Todos los presentes, y yo el primero, nos quedamos patidifusos. Más tarde comprendí el desusado e inmenso honor que había implícito en aquel gesto. Capté al vuelo que se me brindaba una oportunidad única para estudiar aquella cultura, pero tampoco deseaba quedar mal con mi único contacto en la Administación.

—Aceptaría encantado —respondí—, aunque no sé si el señor Frimberg se sentirá agraviado, después de haberme buscado alojamiento.

Don Maurits hizo un gesto displicente con la mano, como quitándole importancia.

—Descuide.
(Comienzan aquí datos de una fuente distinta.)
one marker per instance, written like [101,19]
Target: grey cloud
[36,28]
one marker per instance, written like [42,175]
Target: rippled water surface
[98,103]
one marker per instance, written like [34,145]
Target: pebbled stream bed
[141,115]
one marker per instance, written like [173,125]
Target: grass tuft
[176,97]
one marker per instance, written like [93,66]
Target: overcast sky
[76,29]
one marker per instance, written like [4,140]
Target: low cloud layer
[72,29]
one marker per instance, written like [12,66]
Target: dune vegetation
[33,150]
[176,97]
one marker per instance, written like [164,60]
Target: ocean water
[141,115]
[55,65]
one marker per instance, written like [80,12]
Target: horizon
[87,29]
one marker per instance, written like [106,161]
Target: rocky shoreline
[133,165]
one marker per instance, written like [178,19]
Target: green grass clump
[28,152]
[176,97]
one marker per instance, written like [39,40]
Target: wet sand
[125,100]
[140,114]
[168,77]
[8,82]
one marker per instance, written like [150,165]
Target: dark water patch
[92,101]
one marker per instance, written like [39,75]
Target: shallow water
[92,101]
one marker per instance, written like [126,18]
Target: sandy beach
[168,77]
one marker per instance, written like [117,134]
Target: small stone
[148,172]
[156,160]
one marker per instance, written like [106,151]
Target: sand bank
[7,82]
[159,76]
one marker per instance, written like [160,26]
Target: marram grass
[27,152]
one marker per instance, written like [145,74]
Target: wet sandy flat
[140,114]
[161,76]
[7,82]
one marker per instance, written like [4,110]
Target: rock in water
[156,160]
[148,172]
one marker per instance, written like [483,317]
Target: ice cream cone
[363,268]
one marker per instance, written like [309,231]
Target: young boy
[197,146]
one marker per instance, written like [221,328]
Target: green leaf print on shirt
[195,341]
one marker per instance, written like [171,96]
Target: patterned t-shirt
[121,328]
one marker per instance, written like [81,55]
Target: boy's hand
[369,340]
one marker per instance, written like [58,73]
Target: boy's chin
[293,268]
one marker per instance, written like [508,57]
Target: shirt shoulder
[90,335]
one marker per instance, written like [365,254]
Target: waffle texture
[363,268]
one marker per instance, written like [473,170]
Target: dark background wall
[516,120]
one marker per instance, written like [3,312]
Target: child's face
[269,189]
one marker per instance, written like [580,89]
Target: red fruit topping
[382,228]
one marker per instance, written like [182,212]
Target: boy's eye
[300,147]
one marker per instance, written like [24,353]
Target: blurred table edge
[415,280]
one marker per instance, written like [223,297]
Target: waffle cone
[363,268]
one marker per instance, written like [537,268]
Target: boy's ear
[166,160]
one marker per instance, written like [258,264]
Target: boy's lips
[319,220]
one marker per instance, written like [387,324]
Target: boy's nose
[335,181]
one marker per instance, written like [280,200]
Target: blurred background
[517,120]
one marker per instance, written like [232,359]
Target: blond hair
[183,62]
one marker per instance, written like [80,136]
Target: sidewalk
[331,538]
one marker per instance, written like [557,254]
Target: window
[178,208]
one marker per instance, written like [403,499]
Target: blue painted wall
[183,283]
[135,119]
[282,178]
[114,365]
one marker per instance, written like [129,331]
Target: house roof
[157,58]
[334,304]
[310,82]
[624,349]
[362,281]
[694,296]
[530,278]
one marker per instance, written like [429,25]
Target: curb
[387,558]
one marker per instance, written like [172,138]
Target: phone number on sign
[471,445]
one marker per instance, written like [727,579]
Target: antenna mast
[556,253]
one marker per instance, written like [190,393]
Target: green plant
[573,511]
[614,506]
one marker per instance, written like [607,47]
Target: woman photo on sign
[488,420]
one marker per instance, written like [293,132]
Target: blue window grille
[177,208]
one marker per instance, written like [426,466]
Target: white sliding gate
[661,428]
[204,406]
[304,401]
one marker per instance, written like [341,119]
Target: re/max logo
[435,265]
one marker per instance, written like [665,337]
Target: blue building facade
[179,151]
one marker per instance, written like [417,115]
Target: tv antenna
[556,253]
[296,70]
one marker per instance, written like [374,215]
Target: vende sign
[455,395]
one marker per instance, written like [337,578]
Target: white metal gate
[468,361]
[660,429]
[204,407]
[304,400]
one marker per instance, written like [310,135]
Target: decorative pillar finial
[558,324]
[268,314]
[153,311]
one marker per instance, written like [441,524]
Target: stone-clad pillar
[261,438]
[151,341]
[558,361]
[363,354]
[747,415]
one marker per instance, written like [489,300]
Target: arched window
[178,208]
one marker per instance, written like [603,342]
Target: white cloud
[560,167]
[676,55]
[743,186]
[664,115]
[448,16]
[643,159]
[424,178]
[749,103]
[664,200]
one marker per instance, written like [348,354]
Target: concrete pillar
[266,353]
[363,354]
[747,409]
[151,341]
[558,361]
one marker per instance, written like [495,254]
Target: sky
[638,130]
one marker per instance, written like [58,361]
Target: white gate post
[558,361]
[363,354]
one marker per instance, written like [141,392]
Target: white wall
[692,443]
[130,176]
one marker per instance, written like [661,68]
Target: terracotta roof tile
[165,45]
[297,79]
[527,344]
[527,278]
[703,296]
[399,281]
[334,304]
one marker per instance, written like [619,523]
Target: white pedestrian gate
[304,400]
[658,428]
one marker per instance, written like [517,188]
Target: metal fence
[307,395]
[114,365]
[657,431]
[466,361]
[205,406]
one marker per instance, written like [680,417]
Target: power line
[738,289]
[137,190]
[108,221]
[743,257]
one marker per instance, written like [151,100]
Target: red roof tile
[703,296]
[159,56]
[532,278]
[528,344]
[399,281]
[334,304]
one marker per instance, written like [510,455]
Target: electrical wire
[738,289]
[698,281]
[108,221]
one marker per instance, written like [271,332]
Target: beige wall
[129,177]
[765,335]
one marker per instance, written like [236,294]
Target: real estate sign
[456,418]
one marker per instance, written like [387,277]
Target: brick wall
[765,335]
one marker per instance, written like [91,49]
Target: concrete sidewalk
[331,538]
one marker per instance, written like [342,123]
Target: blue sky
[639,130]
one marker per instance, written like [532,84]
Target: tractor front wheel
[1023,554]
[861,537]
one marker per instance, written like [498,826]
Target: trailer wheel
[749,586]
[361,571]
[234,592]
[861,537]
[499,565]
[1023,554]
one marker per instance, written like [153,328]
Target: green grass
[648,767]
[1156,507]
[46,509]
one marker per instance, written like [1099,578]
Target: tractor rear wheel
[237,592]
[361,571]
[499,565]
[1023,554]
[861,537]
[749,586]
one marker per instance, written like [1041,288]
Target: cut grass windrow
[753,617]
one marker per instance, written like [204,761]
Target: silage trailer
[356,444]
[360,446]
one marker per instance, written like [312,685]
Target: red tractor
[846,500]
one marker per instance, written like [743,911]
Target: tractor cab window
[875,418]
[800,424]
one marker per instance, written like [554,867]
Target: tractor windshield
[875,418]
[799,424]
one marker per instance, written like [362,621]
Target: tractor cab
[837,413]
El señor —y dijo esto último con cierto retintín— Frimberg no tiene nada que objetar, ¿verdad?

—Nada, mi Muy Alto Señor —repuso el aludido, sonriente—. El doctor Didrikson no sabe cuán afortunado es.

A pesar de los modales corteses, percibí una gran tensión entre los dos hombres. Me prometí tratar de averiguar el porqué. ¿Existía algún tipo de sistema de castas, o se trataba de animadversión personal?

—Pues no se hable más —concluyó Don Maurits—. Adiós a todos, aunque algunos nos veremos en el Palacio de Justicia. Un accidente así no debe repetirse. Exigiré responsabilidades —y la amenaza no parecía vana, a juzgar por la carita de pena que se le quedó al capataz de la obra.